Gov’t Launches Agric Investment Programme

A $113-million Ghana Agricultural Sector Investment Programme (GASIP) aimed at enhancing agriculture in the country has been launched in Accra.

The six-year initiative being financed by the International Fund for Agriculture Development (IFAD) and implemented by the Ministry of Food and Agriculture (MOFA), is meant to support infrastructure development, technology transfer, ‘conservation’ farming and research.

President John Mahama in a speech read on his behalf by the Minister of Food and Agriculture, Fiifi Fiavi Kwetey, said government would work hard to modernise agriculture to attract the youth to farming, because it offered a huge opportunity to address the country’s unemp- loyment.

President Mahama said agriculture would be attractive to the youth if the living conditions in the rural area were improved.

That, he said, called the provision of good roads to link farming communities to market and urban centres, good health facilities and schools.

“… our youth cannot be attracted to agriculture and inherit from their ageing parents if we expect them to go the hoe and cutlass methods of farming,” the President stressed.

President Mahama said it explained why the government had initiated GASIP, and was importing agriculture equipment and machinery such as tractors and accessories and planting and harvesting machineries.

He said GASIP was an upscale of the Northern Rural Growth Programme, which was initiated in 2009 to promote agriculture and development in the Northern sector of the country, stressing that government would address the manpower needs of agriculture.

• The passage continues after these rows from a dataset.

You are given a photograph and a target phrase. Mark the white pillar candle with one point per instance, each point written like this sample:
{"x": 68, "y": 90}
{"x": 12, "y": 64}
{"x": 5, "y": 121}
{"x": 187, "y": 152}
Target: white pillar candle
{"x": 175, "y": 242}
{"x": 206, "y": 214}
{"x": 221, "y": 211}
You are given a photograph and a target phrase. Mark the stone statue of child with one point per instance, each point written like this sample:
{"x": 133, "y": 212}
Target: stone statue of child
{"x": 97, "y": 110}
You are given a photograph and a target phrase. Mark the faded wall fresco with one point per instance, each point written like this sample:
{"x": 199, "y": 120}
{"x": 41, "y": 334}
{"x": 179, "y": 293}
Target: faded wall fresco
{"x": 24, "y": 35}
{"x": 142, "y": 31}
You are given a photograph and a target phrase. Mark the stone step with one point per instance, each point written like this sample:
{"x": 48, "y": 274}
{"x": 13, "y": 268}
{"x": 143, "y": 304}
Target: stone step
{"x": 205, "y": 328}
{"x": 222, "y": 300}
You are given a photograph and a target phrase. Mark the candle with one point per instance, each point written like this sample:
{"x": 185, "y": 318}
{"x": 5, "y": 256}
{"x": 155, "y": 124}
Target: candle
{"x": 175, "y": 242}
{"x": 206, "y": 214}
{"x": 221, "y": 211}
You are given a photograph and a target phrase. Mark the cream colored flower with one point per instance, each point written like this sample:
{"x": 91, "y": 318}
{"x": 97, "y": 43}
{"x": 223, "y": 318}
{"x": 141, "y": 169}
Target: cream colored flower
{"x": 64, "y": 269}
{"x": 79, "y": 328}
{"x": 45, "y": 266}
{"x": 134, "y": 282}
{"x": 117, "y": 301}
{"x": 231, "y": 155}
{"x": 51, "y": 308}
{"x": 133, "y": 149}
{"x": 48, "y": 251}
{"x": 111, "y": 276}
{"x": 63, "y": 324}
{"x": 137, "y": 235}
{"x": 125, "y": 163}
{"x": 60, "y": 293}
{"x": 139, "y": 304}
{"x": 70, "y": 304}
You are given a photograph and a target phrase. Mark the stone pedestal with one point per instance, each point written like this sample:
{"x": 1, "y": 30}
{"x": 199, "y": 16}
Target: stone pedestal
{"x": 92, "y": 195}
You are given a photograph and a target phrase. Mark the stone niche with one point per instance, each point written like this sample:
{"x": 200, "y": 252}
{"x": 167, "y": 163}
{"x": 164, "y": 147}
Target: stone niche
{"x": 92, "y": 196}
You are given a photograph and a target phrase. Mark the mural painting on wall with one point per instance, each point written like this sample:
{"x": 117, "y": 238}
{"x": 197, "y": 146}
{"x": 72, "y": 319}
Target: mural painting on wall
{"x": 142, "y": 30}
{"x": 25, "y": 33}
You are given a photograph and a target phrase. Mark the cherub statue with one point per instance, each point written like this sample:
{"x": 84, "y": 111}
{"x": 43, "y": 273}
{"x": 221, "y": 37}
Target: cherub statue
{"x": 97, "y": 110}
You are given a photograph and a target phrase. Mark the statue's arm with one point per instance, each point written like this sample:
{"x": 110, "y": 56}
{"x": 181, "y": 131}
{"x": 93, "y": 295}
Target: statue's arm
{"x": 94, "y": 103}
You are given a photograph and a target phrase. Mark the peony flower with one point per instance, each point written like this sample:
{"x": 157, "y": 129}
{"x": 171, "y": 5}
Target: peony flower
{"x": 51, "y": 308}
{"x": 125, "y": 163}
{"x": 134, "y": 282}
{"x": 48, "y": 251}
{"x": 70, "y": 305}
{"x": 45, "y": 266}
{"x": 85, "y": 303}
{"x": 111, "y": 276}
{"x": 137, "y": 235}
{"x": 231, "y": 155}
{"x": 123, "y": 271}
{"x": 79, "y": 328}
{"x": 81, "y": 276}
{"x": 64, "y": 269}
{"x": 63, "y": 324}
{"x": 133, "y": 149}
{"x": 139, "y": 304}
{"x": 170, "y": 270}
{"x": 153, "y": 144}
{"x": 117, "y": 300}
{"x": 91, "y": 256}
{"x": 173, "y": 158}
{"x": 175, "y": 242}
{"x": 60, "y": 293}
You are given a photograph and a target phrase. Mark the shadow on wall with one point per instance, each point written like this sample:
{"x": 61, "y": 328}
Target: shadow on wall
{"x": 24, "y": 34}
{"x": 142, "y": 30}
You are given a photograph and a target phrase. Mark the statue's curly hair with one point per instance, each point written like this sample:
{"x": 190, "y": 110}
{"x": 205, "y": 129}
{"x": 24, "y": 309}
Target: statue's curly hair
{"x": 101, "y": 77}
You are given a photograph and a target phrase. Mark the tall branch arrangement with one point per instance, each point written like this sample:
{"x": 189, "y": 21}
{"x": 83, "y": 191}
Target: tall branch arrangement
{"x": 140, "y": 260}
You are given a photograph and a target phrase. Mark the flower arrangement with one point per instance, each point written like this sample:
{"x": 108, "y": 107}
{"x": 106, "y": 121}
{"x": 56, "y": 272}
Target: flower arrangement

The President advised the youth to take advantage of the GASIP and improve their lot and create jobs for others.

The Director of the West and Central African Division of the IFAD, Ides de Willebois, said his outfit had provided a grant of $10 million to support farmers in the country to withstand the effect of climate change.

He explained that the amount was to support farmers to engage in ‘conservation’ farming and engage in farming practices that would not have adverse effect on the environment.

Mr Willebois said the project would help to improve food security and lift farmers out of poverty.

The Project Coordinator of GASIP, Roy Ayariga, said the project, which would benefit about 40,000 farmers across the country, was meant to address challenges facing the agricultural sector, such as bad roads, lack of finance for farmers, poor warehousing facilities, post-harvest losses and lack of market for the produce of farmers.

Specifically, he said the project would support the construction of road infrastructure and warehouses in the farming areas of the country and provide farmers with farm inputs such as tractors, adding that the project would fund research, technology and extension services for farmers.